Pattern: Plan-then-execute with gates

async def safe_infrastructure_change(agent, change_description: str):
    # Step 1: Generate the plan
    plan = await agent.generate(
        f"Create a step-by-step plan for: {change_description}\n"
        f"Each step must include: the command, what it changes, and how to verify it worked.\n"
        f"Include a rollback step for each change.\n"
        f"Return as a JSON array of step objects."
    )

    # Step 2: Review the plan for safety
    review = await agent.generate(
        f"Review this infrastructure change plan for safety issues.\n"
        f"Plan: {plan}\n"
        f"Check for: missing rollback steps, ordering dependencies, "
        f"destructive operations without dry-run, missing namespace specifications.\n"
        f"Return: {{\"safe\": true/false, \"issues\": [...], \"revised_plan\": ...}}"
    )

    if not review["safe"]:
        return {"status": "blocked", "issues": review["issues"]}

    # Step 3: Execute each step with verification
    for step in review["revised_plan"]:
        result = await execute_step(step)
        verification = await agent.generate(
            f"Verify this step succeeded.\n"
            f"Step: {step['description']}\n"
            f"Output: {result}\n"
            f"Expected: {step['expected_output']}\n"
            f"Return: {{\"success\": true/false, \"details\": \"string\"}}"
        )

        if not verification["success"]:
            await execute_rollback(step)
            return {"status": "rolled_back", "failed_step": step}

    return {"status": "complete"}

Common Mistakes#

Prompts that assume the happy path.
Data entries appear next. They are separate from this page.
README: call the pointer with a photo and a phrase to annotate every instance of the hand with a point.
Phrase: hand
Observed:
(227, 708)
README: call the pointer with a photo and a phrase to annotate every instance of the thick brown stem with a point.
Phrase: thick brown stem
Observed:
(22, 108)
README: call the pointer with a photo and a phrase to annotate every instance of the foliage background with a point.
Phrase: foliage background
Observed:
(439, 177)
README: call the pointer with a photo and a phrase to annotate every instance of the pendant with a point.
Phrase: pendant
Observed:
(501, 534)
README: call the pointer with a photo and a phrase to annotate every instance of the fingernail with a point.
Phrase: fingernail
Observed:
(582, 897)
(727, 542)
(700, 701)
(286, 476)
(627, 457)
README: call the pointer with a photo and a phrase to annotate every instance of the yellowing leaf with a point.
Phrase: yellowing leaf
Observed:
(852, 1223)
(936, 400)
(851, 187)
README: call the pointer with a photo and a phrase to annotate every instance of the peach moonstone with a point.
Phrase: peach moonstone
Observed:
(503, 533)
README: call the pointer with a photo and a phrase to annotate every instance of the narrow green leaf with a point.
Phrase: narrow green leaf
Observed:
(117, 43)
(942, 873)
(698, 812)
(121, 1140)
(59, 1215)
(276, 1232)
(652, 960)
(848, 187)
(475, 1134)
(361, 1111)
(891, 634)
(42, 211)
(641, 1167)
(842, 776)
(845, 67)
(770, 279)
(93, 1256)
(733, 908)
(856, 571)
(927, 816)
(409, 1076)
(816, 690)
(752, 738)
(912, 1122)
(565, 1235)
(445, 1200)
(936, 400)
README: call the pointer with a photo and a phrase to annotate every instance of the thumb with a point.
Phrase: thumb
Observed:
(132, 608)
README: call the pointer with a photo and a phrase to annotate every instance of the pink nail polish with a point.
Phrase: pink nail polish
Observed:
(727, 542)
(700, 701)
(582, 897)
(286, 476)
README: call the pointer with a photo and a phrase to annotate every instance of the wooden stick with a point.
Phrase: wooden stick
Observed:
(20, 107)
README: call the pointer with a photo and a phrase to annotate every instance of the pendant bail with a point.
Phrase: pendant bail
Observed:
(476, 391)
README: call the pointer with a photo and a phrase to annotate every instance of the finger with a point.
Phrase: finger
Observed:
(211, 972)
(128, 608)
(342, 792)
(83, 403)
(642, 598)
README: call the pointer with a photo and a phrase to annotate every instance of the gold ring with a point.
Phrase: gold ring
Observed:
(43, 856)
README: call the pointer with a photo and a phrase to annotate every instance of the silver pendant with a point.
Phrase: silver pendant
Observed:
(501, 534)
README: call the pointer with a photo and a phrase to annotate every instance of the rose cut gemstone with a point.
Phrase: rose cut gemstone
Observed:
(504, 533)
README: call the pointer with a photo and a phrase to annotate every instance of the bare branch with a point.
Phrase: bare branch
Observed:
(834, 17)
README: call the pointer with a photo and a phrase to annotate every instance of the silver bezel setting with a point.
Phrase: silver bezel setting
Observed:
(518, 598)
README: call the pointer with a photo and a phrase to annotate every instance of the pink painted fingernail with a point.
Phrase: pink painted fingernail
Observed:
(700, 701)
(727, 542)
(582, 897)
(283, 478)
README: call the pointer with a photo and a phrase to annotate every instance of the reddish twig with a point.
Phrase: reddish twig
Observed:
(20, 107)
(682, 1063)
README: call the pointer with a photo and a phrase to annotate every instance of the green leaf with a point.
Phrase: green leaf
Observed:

Infrastructure fails constantly. If your prompt says “parse the output of kubectl get pods,” it must also handle the case where kubectl returns an error, an empty result, or an unexpected format.

Vague safety instructions. “Be careful with destructive operations” is useless. The model needs specific rules: which commands are forbidden, which flags must be included, which resources are off-limits. Enumerate them.

Prompts that mix reasoning and output. If you want structured JSON back, do not also ask for a conversational explanation in the same response. The model will often embed the JSON inside prose, breaking your parser. Use separate prompts or explicit delimiters.

Ignoring the model’s knowledge cutoff. Infrastructure tooling changes rapidly. Prompts referencing specific CLI flags should include the version. “Using Terraform 1.7+” or “Helm 3.14+” prevents the model from suggesting flags that existed in older versions but have been removed or renamed.